Dans ce contexte de mondialisation, de crise des identités et d’économie, le patrimoine constitue un des centres d’intérêt qui mobilisent de plus en plus les agents sociaux aux logiques et déterminations différentes, parfois même opposées. Il fait l’objet d’un intérêt grandissant à l’échelle internationale, comme enjeu de développement économique, touristique et identitaire.
Dans ce monde qui bouge continuellement, le patrimoine semble être le dernier élément de permanence et de référence dont les humains disposent. Un passage de l’édifice isolé à tous les lieux de mémoire de l’activité humaine, aux sites, aux ensembles urbains et aux paysages a marqué le concept du patrimoine, ces dernières décennies. Chaque génération tente de définir les limites de l’objet patrimonial. Ce dernier s’est toujours ouvert et élargi à la réalité sociale, économique et culturelle contemporaine. Aujourd’hui, tout est pratiquement patrimonial.
Dans ce contexte, l’ouvrage Les Confins du patrimoine se révèle particulièrement captivant, car il expose les dénotations et les connotations du patrimoine, la question de la compréhension des phénomènes patrimoniaux et les tentatives de mettre en place des instruments normatifs qui cadreraient l’étude, la gestion, voire la protection de ces manifestations.
À travers ce livre, Martin Drouin, Lucie K. Morisset et Michel Rautenberg orientent la communauté des chercheurs, les lecteurs et tous les acteurs qui s’y intéressent vers de nouvelles pistes de réflexion sur les variations du sens et du contenu du patrimoine, sur ses divers enjeux et dimensions selon les différents contextes et sur ses implications aux plans praxéologique et théorique. Des discordances entre des conceptions du patrimoine et des modes de gestion patrimoniale ainsi que des différenciations linguistiques des conceptions patrimoniales sont constatées et soulignées à travers des exemples étudiés en France ou ailleurs dans le monde.
L’ouvrage explore une nouvelle frontière de l’expansion patrimoniale. À travers la présentation de plusieurs cas très diversifiés, les auteurs privilégient l’analyse de tensions entre conceptions patrimoniales dans des contextes territoriaux, politiques ou culturels.

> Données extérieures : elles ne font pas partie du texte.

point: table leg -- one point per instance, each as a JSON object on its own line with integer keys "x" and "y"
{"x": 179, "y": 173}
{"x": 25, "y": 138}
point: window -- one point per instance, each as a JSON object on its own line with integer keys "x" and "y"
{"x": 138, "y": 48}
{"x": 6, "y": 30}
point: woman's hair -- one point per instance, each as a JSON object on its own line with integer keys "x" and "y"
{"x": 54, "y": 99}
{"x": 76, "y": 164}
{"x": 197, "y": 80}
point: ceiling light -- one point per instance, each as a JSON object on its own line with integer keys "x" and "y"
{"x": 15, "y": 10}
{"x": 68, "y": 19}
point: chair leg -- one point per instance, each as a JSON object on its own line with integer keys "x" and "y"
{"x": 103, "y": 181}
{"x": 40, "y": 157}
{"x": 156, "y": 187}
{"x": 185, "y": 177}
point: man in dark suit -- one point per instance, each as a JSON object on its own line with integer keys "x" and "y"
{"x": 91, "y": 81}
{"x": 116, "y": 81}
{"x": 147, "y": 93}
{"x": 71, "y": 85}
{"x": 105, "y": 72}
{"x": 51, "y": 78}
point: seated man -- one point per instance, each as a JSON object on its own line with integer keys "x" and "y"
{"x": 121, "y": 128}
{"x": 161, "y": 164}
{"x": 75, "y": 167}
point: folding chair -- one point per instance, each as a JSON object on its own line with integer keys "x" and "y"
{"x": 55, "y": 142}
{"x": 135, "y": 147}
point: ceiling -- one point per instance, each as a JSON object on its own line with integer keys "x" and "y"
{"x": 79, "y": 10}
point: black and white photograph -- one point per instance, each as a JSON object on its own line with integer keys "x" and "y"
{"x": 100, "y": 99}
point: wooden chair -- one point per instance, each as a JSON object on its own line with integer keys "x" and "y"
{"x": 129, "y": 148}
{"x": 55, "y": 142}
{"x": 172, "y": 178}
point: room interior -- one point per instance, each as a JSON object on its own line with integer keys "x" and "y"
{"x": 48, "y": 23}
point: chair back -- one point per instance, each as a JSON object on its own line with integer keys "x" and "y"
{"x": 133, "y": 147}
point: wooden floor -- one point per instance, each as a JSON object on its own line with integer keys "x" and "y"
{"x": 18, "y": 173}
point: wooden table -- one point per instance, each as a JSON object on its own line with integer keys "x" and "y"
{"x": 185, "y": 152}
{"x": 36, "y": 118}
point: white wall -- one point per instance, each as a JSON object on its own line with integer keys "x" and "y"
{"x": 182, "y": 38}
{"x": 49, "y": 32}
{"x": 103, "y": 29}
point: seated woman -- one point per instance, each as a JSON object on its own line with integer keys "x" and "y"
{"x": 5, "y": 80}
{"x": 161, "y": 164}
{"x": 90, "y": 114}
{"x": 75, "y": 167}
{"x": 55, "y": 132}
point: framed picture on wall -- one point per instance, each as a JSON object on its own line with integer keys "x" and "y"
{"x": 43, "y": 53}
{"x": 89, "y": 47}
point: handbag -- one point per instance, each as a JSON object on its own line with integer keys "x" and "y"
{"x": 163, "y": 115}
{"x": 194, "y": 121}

Ils soulignent les contradictions dans les conceptions du patrimoine à différentes échelles (locale, nationale, internationale) et dans différents lieux, de même que les discordances entre des conceptions du patrimoine et des modes de gestion patrimoniale ; ils parlent aussi des différenciations linguistiques des conceptions patrimoniales et, conséquemment, des cultures différenciées du patrimoine. Parallèlement, ou subséquemment, ils font ressortir la transformation de la notion et des objets de patrimoine sur un territoire ou au sein d’une communauté, ainsi que la perméabilité, souvent inavouée, des conceptions du patrimoine.
Les confins du patrimoine, un livre de 300 pages, est organisé en neuf axes, regroupés en trois parties. La première partie, intitulée « Du bon vieux monument aux politiques de la reconnaissance », porte sur la mutation des rapports au patrimoine à travers trois études : la « dépatternisation » du patrimoine en terrain postindustriel (France/Royaume-Uni), établie par Sarah Rojon ; le lavoir à charbon des Chavannes à Montceau-les-Mines :(« Le laisser-faire comme projet patrimonial »), par Thierry Bonnot ; et la consommation du patrimoine (« Quand le marché et l’appropriation se mêlent »), par Macarena Hernández-Ramírez et Esteban Ruiz-Ballesteros.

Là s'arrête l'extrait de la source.